The initial implementation of Unicode support (in MySQL 4.1) included two character sets for storing Unicode data:
ucs2, the UCS-2 encoding of the Unicode
character set using 16 bits per character
utf8, a UTF-8 encoding of the Unicode
character set using one to three bytes per character
These two character sets support the characters from the Basic Multilingual Plane (BMP) of Unicode Version 3.0. BMP characters have these characteristics:
Their code values are between 0 and 65535 (or
U+0000 .. U+FFFF)
They can be encoded with a fixed 16-bit word, as in
ucs2
They can be encoded with 8, 16, or 24 bits, as in
utf8
They are sufficient for almost all characters in major languages
Characters not supported by the aforementioned character sets include supplementary characters that lie outside the BMP. As of MySQL 6.0 (versions 6.0.4 and up), Unicode support is extended to include supplementary characters, which requires new character sets that have a broader range and therefore take more space. The following table shows a brief feature comparison of previous and current Unicode support.
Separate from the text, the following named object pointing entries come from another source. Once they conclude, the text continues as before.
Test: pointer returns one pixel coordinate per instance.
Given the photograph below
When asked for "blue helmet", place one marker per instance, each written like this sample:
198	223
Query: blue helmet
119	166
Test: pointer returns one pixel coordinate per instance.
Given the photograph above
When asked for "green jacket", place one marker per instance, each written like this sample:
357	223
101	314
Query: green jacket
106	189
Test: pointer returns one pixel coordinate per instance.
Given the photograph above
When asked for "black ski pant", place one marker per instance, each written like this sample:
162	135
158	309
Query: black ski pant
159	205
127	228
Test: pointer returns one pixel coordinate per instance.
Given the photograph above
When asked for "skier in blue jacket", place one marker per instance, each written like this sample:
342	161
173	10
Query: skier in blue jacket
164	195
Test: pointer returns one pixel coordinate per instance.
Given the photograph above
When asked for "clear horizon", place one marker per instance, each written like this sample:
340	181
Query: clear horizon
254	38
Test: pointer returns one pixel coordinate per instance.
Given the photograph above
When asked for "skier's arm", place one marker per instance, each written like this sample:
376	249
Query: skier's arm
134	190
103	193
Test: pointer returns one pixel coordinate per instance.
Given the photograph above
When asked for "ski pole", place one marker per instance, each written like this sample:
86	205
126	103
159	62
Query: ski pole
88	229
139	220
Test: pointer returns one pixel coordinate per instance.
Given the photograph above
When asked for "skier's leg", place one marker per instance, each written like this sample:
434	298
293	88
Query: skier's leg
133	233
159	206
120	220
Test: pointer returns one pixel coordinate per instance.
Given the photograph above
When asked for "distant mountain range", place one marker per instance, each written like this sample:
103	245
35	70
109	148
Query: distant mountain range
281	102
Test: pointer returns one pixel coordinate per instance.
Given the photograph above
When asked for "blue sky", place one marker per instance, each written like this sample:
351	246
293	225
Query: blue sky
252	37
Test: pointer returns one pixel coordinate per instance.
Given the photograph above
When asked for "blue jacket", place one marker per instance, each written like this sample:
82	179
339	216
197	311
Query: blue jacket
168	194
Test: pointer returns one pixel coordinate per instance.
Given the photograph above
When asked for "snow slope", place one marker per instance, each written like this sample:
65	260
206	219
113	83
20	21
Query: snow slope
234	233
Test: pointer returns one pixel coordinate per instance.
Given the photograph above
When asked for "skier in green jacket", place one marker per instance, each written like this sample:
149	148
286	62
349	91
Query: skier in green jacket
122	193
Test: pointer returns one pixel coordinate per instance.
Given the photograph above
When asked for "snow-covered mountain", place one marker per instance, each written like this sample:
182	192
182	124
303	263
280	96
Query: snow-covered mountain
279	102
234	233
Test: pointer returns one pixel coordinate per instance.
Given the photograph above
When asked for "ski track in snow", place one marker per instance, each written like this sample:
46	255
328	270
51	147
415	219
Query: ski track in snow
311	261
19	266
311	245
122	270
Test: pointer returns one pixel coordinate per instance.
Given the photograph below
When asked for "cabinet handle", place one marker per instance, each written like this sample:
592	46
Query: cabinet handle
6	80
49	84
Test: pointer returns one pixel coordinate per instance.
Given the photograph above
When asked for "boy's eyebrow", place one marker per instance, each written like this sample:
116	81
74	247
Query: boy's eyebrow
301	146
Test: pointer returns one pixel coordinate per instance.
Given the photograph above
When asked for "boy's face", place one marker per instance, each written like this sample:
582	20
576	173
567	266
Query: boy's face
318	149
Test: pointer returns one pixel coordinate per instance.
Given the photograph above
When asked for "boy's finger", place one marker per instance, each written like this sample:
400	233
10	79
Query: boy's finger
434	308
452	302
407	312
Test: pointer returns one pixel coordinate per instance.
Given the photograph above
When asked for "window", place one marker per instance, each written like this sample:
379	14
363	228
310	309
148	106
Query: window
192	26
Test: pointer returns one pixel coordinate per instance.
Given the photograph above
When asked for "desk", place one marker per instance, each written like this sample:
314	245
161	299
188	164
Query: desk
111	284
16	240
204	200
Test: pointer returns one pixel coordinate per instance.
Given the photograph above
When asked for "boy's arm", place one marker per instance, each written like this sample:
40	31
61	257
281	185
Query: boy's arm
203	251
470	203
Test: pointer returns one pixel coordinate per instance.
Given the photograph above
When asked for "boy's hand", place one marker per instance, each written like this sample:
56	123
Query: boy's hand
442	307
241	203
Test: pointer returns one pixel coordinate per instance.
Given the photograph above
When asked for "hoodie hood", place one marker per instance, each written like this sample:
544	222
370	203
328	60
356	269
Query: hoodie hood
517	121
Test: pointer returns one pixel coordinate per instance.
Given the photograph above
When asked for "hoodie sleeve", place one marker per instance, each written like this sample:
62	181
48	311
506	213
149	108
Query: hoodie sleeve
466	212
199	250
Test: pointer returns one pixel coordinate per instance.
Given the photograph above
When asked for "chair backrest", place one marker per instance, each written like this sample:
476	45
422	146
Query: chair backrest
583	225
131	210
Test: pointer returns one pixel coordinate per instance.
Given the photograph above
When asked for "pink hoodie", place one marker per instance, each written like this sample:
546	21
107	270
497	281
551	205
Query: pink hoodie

| Before MySQL 6.0 | MySQL 6.0 |
| All Unicode 3.0 characters | All Unicode 5.0 characters |
| No supplementary characters | With supplementary characters |
ucs2 character set |
No change |
utf8 character set for up to three bytes |
Renamed to utf8mb3
|
New utf8 character set for up to four bytes |
|
New utf16 character set |
|
New utf32 character set |
Most of these changes are upward compatible. For example, the
old utf8 character set (the three-byte
version) has been renamed to utf8mb3, so
tables created before MySQL 6.0 that used
utf8 are treated as using
utf8mb3 after an in-place upgrade to MySQL
6.0. However, the table contents will not have changed in any
way.
The new utf8 character set, as well as
utf16 and utf32, support
supplementary characters. The Unicode character sets in MySQL
6.0 are:
ucs2, the UCS-2 encoding of the Unicode
character set using 16 bits per character
utf16, the UTF-16 encoding for the
Unicode character set; like ucs2 but with
an extension for supplementary characters
utf32, the UTF-32 encoding for the
Unicode character set using 32 bits per character
utf8, a UTF-8 encoding of the Unicode
character set using one to four bytes per character
utf8mb3, a UTF-8 encoding of the Unicode
character set using one to three bytes per character (known
as utf8 before MySQL 6.0)
A similar set of collations is available for each Unicode
character set. For example, each has a Danish collation, the
names of which are ucs2_danish_ci,
utf16_danish_ci,
ucs32_danish_ci,
utf8_danish_ci, and
utf8mb3_danish_ci. All Unicode collations are
listed at Section 9.1.12.1, “Unicode Character Sets”, which also
describes collation properties for supplementary characters.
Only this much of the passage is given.